By following Fubini’s theorem, we can switch the indices of the double summation to obtain

$w + \sum \limits_{t=1}^m \alpha \sum \limits_{k=t}^m (P_{k+1} - P_k) \nabla_w P_t = w + \sum \limits_{k=1}^m \alpha \sum \limits_{t=1}^k (P_{k+1} - P_k) \nabla_w P_t$.

By simply swapping the indices $k$ and $t$ for clearer understanding and moving around constants, we can finally obtain the update rule,

$w \leftarrow w + \sum \limits_{t=1}^m \alpha (P_{t+1} - P_t) \sum \limits_{k=1}^t \nabla_w P_k$

We can then see this update rule as a sum of $\Delta w_t$ for any $t$ as,

$\Delta w_t = \alpha (P_{t+1} - P_t) \sum \limits_{k=1}^t \nabla_w P_k$.

We can therefore notice the update rule for the TD approach doesn’t required the actual outcome $z$ (unless on the last prediction $m$). It therefore doesn’t require us to track all the predictions that were made during the sequence. To compensate though, we need to compute the sum of gradients over previous time steps, which can be done easily in terms of memory, as we can only store the current sum and add the current gradient when obtained.

In other words, when we compute the predictions at time step $t+1$, we can obtain the sum of previous updates easily. We determine the TD error $(P_{t+1} - P_t)$, simply add the gradient to the total gradient kept in memory w.r.t. the weights and increment our sum of updates. When we reach the end of the sequence, no additional computation than any previous step is required other than doing the actual updates to $w$.

This dramatically reduces the memory requirements compared to the traditional machine learning approach detailed above, especially in cases of long sequence.

## Using MNIST as a multi-step prediction problem

Traditionally MNIST has been seen as a single-step prediction problem, i.e. we see the 28x28 pixel input as a whole, compute a prediction and compare it to the real number. In order to use it as a multi-step prediction problem, we can simply consider the image input as a sequence of 784 pixels! This way, after each pixel if observed, we can make a prediction w.r.t. the image and have the real outcome once the image has been fully covered, making it a multi-step prediction problem.
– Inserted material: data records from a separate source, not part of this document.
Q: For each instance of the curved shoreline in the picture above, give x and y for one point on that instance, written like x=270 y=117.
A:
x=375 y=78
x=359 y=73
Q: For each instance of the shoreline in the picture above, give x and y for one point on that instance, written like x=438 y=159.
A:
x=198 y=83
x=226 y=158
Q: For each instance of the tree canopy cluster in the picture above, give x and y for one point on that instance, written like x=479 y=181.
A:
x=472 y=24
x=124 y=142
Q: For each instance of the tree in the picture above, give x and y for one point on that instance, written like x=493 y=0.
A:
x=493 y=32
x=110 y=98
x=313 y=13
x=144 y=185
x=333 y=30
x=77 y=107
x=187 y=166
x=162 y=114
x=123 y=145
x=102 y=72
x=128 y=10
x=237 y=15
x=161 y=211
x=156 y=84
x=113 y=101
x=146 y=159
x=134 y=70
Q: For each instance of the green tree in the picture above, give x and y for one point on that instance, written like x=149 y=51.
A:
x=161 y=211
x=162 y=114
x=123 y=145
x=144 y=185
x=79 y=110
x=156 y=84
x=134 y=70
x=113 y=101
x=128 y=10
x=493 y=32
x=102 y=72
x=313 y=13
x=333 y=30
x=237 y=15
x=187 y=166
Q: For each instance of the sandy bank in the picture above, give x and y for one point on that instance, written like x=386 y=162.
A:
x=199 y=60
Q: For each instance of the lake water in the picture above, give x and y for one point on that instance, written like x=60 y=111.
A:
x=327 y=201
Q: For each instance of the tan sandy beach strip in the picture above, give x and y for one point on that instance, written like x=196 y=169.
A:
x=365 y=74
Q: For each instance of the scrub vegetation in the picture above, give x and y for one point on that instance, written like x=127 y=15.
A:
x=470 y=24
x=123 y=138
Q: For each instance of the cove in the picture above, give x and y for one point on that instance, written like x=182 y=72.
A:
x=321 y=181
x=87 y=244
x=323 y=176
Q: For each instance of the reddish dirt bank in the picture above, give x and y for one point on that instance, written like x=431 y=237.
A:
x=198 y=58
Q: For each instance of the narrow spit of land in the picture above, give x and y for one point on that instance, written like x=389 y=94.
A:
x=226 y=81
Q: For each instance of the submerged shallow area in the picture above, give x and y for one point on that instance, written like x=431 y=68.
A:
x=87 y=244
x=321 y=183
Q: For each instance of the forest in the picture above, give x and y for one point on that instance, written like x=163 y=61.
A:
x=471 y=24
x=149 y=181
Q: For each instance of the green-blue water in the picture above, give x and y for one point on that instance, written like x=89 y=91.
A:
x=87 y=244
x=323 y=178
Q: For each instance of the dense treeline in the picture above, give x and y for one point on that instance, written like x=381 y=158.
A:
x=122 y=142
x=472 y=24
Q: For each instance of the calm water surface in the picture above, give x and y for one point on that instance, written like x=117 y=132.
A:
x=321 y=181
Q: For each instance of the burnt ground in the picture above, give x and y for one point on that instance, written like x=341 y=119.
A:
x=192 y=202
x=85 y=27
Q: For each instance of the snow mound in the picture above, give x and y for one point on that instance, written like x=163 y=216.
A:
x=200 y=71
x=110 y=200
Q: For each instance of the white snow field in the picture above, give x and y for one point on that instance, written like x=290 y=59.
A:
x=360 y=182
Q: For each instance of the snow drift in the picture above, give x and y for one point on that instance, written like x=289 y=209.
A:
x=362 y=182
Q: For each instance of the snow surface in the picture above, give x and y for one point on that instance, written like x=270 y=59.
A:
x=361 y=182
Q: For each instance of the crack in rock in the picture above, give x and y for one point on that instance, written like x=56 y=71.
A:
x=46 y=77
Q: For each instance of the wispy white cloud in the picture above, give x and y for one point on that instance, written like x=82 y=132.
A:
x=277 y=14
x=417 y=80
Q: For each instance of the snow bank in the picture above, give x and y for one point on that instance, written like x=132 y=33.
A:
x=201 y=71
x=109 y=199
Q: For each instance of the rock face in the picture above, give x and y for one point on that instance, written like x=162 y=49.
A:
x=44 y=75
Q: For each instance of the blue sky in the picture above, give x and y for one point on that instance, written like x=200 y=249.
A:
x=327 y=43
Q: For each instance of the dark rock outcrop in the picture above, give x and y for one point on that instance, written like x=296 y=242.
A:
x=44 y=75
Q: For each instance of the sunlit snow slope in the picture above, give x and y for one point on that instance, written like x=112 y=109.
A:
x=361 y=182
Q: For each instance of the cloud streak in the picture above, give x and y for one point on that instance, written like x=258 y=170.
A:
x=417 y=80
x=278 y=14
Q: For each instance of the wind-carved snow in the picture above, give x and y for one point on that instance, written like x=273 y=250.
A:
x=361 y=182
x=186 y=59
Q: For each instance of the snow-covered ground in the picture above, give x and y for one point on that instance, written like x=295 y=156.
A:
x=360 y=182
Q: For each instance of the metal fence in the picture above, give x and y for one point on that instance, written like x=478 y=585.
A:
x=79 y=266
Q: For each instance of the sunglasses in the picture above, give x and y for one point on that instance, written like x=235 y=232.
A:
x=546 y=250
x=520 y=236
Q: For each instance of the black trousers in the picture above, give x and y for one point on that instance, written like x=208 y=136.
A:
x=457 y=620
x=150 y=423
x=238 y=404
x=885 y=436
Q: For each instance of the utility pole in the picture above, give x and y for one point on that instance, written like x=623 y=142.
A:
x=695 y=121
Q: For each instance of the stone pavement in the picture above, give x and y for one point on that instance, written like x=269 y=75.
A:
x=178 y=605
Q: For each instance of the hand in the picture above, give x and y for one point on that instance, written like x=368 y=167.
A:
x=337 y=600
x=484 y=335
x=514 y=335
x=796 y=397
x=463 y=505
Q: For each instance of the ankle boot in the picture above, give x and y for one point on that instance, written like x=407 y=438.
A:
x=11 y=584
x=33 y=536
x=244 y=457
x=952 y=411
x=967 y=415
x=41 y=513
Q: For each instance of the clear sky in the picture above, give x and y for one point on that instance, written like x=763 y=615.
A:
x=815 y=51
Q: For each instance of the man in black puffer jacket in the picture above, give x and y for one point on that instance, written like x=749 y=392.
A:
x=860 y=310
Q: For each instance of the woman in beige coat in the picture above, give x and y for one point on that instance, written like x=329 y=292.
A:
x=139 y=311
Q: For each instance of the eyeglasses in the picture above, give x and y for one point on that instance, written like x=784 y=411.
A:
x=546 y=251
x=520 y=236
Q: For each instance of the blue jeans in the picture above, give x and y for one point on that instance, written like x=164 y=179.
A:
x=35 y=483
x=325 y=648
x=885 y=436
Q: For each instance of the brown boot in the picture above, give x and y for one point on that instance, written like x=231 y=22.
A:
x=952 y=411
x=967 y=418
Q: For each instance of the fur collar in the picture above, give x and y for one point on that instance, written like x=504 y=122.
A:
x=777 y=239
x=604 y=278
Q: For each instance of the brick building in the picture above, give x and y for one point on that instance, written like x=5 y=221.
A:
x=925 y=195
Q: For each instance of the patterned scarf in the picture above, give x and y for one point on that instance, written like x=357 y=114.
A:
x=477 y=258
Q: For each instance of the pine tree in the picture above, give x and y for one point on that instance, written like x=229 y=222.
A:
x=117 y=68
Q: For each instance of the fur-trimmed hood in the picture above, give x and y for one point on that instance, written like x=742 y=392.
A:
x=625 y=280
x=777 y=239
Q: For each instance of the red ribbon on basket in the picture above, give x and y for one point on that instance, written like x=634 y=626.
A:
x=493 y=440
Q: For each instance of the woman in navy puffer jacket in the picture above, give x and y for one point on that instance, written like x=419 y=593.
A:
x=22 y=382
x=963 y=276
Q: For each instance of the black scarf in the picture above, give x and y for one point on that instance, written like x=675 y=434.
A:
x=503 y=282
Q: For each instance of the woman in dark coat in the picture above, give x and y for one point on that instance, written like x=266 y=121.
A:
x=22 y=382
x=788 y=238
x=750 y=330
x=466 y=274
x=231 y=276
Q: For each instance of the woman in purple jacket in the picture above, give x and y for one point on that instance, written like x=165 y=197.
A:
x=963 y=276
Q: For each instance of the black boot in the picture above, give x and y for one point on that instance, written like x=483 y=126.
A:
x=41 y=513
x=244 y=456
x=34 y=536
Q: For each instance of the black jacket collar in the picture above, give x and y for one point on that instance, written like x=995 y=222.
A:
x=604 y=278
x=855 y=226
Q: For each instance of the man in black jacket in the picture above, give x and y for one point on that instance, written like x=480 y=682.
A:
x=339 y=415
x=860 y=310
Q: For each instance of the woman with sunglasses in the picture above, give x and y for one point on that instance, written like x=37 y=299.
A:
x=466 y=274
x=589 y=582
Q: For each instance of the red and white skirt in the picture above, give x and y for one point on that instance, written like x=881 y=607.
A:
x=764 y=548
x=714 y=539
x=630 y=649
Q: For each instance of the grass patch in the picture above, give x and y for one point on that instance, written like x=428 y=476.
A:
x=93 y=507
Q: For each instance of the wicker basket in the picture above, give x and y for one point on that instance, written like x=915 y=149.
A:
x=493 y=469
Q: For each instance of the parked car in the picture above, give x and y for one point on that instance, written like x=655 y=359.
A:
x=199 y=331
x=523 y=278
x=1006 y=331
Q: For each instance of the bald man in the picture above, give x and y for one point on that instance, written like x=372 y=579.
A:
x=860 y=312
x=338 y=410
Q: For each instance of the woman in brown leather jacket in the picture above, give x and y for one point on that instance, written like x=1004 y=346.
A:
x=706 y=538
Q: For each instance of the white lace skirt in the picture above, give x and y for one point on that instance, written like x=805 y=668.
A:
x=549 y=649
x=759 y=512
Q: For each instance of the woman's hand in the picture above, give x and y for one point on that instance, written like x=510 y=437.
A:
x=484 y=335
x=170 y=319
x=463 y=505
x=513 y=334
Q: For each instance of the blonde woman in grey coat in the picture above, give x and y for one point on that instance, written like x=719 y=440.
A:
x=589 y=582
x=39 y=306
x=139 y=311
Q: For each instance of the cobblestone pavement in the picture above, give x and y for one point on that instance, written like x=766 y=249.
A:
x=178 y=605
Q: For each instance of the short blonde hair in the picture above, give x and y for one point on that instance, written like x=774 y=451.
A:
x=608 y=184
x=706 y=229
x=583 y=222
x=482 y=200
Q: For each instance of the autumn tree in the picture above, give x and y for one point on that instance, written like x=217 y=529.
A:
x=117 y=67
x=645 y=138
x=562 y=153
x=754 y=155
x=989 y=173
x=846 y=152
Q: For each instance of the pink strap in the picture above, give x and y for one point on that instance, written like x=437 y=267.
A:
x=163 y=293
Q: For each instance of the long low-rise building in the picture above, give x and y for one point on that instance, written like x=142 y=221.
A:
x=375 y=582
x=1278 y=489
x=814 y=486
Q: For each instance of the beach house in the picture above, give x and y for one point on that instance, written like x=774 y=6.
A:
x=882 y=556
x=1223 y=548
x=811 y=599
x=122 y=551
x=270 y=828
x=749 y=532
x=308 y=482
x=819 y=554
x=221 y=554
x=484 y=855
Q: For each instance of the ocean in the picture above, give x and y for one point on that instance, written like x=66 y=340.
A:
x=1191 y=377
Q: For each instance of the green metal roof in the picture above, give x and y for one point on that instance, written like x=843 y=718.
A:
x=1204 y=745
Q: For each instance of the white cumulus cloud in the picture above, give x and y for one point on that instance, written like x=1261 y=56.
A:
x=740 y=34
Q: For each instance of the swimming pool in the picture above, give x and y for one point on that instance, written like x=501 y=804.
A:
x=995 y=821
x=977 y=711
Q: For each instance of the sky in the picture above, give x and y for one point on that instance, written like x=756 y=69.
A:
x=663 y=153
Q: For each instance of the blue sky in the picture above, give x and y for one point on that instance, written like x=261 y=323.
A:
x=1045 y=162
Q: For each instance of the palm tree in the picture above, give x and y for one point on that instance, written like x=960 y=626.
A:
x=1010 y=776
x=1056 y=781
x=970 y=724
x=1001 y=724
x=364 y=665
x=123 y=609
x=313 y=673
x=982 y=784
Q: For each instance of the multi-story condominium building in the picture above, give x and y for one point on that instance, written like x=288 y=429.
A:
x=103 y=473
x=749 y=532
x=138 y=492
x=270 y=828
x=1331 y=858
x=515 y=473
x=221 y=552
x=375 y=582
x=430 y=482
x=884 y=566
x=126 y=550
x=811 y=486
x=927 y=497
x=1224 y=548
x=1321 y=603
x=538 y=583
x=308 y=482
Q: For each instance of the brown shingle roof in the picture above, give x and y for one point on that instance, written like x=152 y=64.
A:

Indeed, we can therefore denote pixel $i$ as $p_i$ and going from left to right and from top row to bottom row, we can obtain a sequence $p_1, p_2, \dots, p_{784}$. We can further denote the outcome of the sequence as being the class of the image $z \in { 0, 1, 2, \dots, 9 }$.

Additionally, to make the computation of the prediction $P_t$ at time step $t$ a function of all previously observed pixels in the sequence rather than just the current pixel $p_t$, we can express our observation at time $t$ as $x_t = [p_1, p_2, \dots, p_{t-1}, p_t, 0, \dots, 0, 0]^T$ as being a vector of size 784 with all previously seen pixels up to time step $t$ and 0 afterwards.

## Next steps

With the concepts underlying the case study exposed, in the following part I will cover the performance of the TD approach in comparison to the traditional machine learning approach for multi-step prediction problem.

To be fair, there are some very powerful methods that perform extremely well on MNIST these days. The goal here is not to compare the best of machine learning to the TD learning approach mentioned above. It is meant to be an exercise of applying the fundamental concept introduced by Sutton.

The machine learning approach used will have the same sequenced inputs as the TD method. Understandably, knowing that MNIST is mostly seen as a purely single-step prediction problem could be exploited by having as an input the full sequence of pixels.

I trust the reader to understand this nuance :).